Par un mémoire en défense enregistré le 19 avril 2021, le préfet de Meurthe-et-Moselle conclut au rejet de la requête.
Il soutient que les moyens soulevés par M. A... ne sont pas fondés.
M. A... a été admis au bénéfice de l'aide juridictionnelle totale par décision du bureau d'aide juridictionnelle du 11 mars 2020.
Vu les autres pièces du dossier.
Vu :
- la convention européenne de sauvegarde des droits humains et des libertés fondamentales ;
- l'accord franco-algérien du 27 décembre 1968 ;
- le traité sur le fonctionnement de l'Union européenne ;
- la charte des droits fondamentaux de l'Union européenne ;
- la directive n° 2005/85/CE du Conseil du 1er décembre 2005 ;
- le code de l'entrée et du séjour des étrangers et du droit d'asile ;
- le code des relations entre le public et l'administration ;
- la loi n° 91-647 du 10 juillet 1991 ;
- le décret 91-1266 du 19 décembre 1991 ;
- l'ordonnance n° 2020-1402 et le décret n° 2020-1406 du 18 novembre 2020 ;
- le code de justice administrative.
Le président de la formation de jugement a dispensé la rapporteure publique, sur sa proposition, de prononcer ses conclusions à l'audience.

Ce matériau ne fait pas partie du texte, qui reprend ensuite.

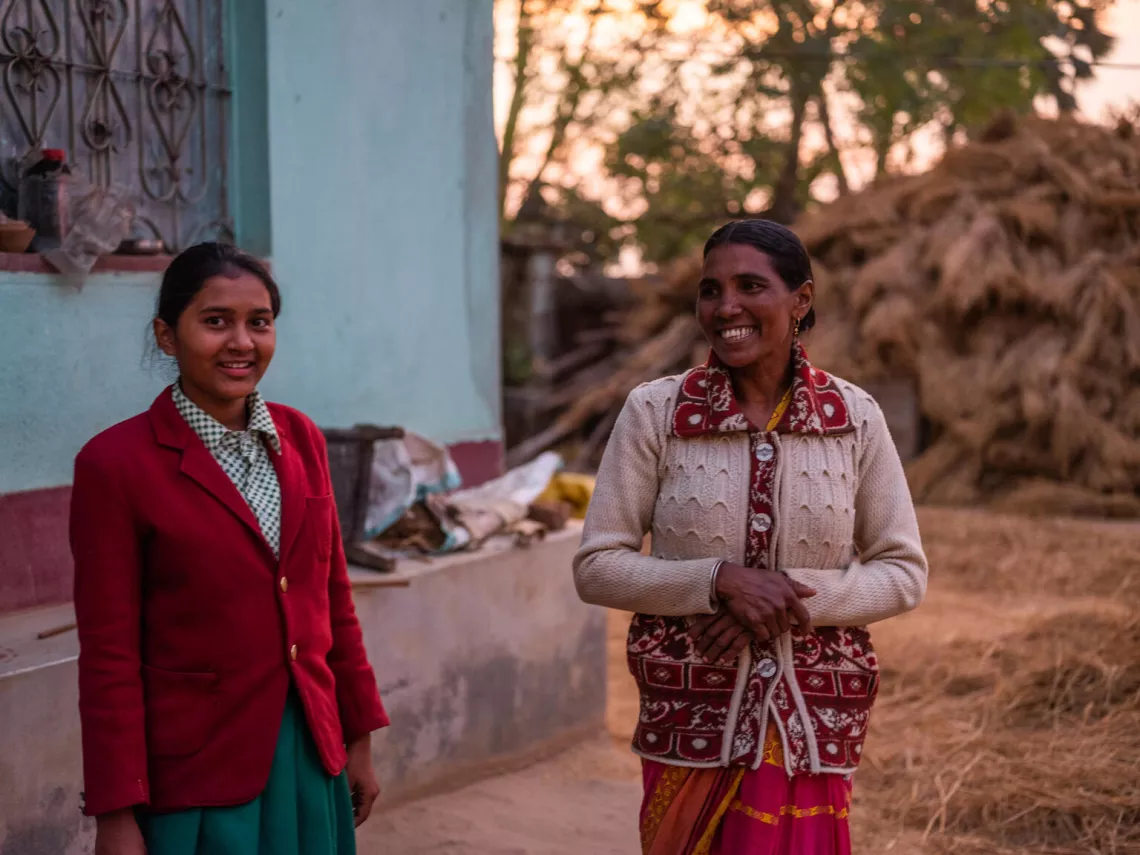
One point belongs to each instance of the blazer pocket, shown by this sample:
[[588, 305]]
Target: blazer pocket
[[180, 710], [319, 519]]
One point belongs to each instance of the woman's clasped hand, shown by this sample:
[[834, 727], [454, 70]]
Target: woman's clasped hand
[[756, 605]]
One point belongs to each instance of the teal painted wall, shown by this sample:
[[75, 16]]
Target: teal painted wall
[[382, 167], [71, 364], [377, 198]]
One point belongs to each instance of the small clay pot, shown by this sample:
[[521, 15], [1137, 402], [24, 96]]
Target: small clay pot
[[15, 236]]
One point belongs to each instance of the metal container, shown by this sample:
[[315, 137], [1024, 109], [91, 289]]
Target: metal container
[[350, 453], [43, 200]]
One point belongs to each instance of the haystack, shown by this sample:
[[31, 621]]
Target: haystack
[[1006, 284]]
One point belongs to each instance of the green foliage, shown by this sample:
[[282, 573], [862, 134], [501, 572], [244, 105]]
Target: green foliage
[[684, 153]]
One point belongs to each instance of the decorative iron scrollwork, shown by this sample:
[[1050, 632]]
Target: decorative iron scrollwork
[[136, 91]]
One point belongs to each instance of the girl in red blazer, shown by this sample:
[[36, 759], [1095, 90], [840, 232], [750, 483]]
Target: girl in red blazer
[[225, 693]]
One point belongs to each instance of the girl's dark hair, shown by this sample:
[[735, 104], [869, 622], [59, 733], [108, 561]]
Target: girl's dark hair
[[780, 244], [190, 269]]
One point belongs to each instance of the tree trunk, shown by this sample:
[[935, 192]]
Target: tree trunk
[[784, 205], [526, 39], [825, 121]]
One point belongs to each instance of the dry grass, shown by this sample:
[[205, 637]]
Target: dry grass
[[1009, 719]]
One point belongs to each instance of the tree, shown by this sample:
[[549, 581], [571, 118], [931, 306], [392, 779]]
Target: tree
[[566, 82], [744, 114]]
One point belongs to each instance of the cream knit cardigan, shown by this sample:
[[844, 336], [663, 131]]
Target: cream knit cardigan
[[845, 520]]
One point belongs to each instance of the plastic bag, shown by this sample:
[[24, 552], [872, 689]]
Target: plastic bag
[[100, 221]]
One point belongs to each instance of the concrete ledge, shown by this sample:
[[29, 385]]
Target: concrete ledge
[[487, 661]]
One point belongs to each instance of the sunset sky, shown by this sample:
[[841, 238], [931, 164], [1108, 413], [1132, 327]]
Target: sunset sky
[[1112, 88]]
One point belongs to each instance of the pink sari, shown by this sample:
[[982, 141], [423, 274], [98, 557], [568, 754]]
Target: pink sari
[[741, 812]]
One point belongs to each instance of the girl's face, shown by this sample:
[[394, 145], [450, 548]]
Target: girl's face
[[225, 339], [744, 309]]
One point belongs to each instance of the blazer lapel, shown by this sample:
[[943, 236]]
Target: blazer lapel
[[198, 464], [293, 482]]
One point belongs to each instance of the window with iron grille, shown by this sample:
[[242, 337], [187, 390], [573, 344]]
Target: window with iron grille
[[136, 91]]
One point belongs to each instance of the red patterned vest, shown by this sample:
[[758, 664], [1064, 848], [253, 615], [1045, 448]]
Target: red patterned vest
[[819, 690]]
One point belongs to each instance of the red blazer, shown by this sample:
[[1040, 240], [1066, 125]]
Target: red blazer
[[190, 630]]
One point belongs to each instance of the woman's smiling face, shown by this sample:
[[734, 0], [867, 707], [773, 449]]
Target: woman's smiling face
[[746, 310], [225, 338]]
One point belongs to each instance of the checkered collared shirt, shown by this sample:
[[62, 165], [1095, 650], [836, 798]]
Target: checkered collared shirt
[[244, 456]]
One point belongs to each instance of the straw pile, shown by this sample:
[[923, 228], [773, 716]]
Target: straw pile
[[1010, 714], [1006, 283]]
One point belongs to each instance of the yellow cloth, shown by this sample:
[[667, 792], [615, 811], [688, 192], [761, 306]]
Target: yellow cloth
[[572, 488]]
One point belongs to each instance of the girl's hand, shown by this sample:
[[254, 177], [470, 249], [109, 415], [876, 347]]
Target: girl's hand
[[117, 833], [363, 781]]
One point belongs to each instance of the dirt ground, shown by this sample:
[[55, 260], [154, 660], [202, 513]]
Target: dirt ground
[[994, 583]]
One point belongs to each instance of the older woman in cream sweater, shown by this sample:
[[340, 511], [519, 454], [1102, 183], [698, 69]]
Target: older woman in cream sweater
[[781, 527]]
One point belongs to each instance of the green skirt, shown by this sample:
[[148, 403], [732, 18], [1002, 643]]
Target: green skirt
[[301, 812]]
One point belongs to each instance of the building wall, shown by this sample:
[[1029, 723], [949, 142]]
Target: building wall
[[364, 164]]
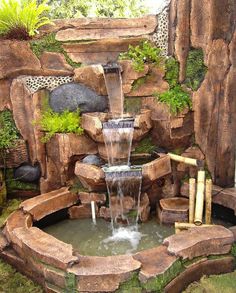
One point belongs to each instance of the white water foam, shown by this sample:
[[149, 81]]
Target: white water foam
[[128, 234]]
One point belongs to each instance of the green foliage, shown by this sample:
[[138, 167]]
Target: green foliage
[[144, 53], [99, 8], [13, 184], [8, 131], [195, 69], [172, 72], [49, 44], [145, 146], [176, 98], [22, 18], [217, 283], [12, 281], [158, 284], [8, 208], [65, 122]]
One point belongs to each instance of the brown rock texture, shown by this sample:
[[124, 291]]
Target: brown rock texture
[[200, 241], [103, 274], [155, 261], [40, 245], [169, 132], [103, 28], [210, 25], [91, 176], [63, 150], [16, 58], [55, 64], [91, 76], [5, 102], [48, 203], [99, 52]]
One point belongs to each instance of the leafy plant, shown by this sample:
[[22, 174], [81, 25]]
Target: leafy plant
[[195, 69], [99, 8], [176, 98], [8, 131], [65, 122], [172, 72], [144, 53], [49, 44], [20, 19]]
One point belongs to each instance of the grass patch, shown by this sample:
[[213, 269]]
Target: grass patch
[[49, 44], [132, 285], [158, 284], [13, 282], [9, 208], [195, 69], [145, 146], [214, 284]]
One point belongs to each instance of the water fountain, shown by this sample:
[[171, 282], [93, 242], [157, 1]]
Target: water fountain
[[123, 181]]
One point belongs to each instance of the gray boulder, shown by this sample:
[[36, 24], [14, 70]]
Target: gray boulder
[[93, 160], [27, 173], [73, 95]]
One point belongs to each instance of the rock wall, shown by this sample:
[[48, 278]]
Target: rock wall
[[210, 25]]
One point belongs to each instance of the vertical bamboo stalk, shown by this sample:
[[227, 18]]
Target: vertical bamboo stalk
[[199, 198], [192, 194], [208, 201]]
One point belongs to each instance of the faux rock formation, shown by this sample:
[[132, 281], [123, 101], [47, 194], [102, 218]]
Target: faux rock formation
[[63, 150], [198, 241], [169, 131], [27, 173], [92, 177], [72, 96]]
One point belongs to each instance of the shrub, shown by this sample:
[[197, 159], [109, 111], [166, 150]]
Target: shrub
[[176, 98], [65, 122], [20, 19], [145, 52]]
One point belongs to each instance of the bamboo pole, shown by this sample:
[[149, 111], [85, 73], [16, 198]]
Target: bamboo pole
[[192, 195], [184, 226], [208, 201], [185, 160], [199, 198]]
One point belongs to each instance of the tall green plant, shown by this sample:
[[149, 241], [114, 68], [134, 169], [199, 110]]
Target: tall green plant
[[20, 19]]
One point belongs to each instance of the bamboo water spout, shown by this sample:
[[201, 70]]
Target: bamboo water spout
[[208, 201], [199, 198], [192, 195]]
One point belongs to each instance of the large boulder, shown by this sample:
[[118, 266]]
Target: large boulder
[[73, 95]]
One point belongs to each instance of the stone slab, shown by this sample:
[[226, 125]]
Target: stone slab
[[103, 274], [99, 52], [196, 271], [109, 28], [45, 248], [200, 241], [48, 203], [155, 261]]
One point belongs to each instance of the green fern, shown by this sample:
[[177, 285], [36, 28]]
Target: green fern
[[21, 19], [144, 53]]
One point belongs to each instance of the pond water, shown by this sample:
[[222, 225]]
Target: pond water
[[90, 239]]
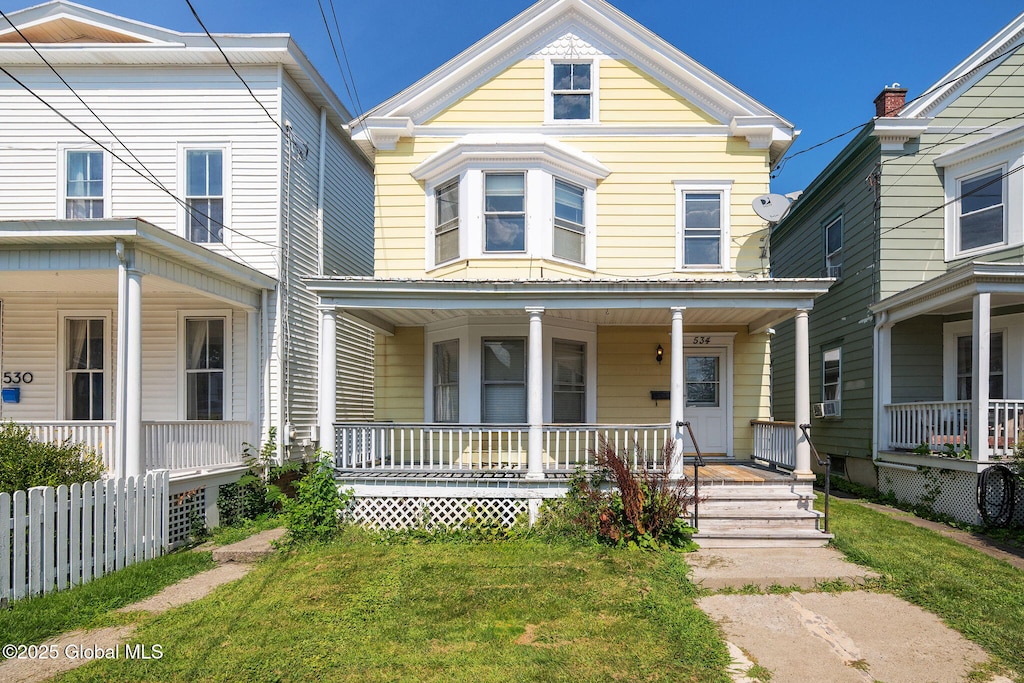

Les parties ont été régulièrement averties du jour de l'audience.
Le rapport de M. B... a été entendu au cours de l'audience publique.
Considérant ce qui suit :
1. M. D... A..., né en 1977, de nationalité algérienne, a déclaré être entré en France le 15 octobre 2009, date à laquelle il a sollicité un certificat de résidence algérien au motif de sa santé qui lui a été accordé jusqu'au 13 décembre 2012. Par une décision du 16 février 2015, le préfet de Meurthe-et-Moselle a refusé de renouveler le certificat de résidence de M. A... au titre de la santé et lui a également refusé la délivrance d'un certificat de résidence algérien d'une durée de dix ans aux motifs de sa vie privée et familiale, cette décision étant accompagnée à la même date, d'une obligation de quitter le territoire français. La légalité de ces décisions a été confirmée par le tribunal administratif de Nancy le 17 novembre 2015 et par la cour administrative d'appel de Nancy le 12 avril 2016. Le 18 avril 2016, M. A... a alors sollicité la délivrance d'un certificat de résidence en se prévalant de son activité de gérant de société. Sa demande a été rejetée par le préfet de Meurthe-et-Moselle par une décision du 26 octobre 2016. Le 19 mai 2018, M. A... a de nouveau sollicité la délivrance d'un certificat de résidence algérien en se prévalant de son activité de gérance de société et de sa vie privée et familiale. Par un arrêté du 4 juin 2019, le préfet de Meurthe-et-Moselle a refusé de délivrer à l'intéressé le certificat de résidence algérien demandé, lui a fait obligation de quitter le territoire français sans délai, a fixé le pays à destination duquel il sera reconduit et lui a fait interdiction de retour sur le territoire français pendant un an. M. A... relève appel du jugement du 17 octobre 2019 par lequel le tribunal administratif de Nancy a rejeté sa demande tendant à l'annulation de cet arrêté.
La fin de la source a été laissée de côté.